Тлашкала традиционно враждовала с ацтеками. Как ее сыны гордились тем, что у них теперь есть союзник, способный бросить вызов Теночтитлану! Здесь, во дворце, собралось около двух тысяч дружественных испанцам индейцев. Теперь уж точно нет никаких сомнений в их верности. В случае поражения ни один из осажденных не мог надеяться на спасение. Всех — конкистадоров, тлашкаланцев, тотонаков — будет ждать жертвенный алтарь. Потому все они и сражались с одинаковым упорством. Сейчас, с наступлением ночи, осажденные, получив передышку, принялись за возведение дополнительных укреплений.

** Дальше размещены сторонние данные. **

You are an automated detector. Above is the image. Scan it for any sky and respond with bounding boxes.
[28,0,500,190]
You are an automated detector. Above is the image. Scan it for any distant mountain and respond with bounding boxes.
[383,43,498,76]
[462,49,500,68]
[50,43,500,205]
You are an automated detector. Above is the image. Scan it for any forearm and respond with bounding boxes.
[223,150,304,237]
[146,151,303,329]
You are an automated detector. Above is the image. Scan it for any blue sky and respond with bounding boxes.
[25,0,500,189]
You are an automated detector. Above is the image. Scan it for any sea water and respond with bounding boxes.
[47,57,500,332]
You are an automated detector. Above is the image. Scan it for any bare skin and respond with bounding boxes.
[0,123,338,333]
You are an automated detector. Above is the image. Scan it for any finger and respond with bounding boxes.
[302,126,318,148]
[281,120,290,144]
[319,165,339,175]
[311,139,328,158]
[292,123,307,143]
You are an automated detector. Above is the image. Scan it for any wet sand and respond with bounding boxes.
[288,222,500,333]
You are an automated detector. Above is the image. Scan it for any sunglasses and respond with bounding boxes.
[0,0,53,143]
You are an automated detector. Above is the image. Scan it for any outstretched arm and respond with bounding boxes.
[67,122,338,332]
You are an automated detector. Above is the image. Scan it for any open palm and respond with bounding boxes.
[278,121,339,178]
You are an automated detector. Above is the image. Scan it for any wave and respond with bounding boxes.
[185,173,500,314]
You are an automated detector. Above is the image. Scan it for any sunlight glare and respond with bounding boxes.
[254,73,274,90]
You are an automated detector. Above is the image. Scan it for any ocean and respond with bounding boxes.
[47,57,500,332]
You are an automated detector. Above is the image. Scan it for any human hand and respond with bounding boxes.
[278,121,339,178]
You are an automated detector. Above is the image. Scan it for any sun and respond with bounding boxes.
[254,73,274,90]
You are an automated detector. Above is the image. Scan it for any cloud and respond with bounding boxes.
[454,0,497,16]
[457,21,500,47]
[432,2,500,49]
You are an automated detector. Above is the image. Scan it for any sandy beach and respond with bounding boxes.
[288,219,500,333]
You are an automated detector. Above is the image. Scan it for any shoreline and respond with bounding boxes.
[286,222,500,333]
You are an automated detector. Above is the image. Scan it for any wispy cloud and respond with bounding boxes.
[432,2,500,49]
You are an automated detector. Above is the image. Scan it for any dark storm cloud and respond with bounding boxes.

Так прошло еще два дня. Штурмы и краткие минуты отдыха сменялись как в калейдоскопе. Ацтеки атаковали и ясным днем и в глухую полночь. Фернан к этому моменту уже почти перестал что-либо соображать. Последние месяцы забрали слишком много сил. Небывалый поход в столицу, когда путь преграждали то заснеженные горные кряжи, то раскаленные пустыни, в которых не было ни воды, ни малейшей тени. Голод. Сражения, постоянная тревога, ожидание предательства от союзников. Стремительное выступление против Нарваэса, тяжкий ночной бой и такое же спешное возвращение в Теночтитлан. После всех этих испытаний хотелось хоть немного отдохнуть, восстановить силы. Вместо этого приходилось сутками оставаться на боевом посту, днем и ночью отражая атаки индейцев.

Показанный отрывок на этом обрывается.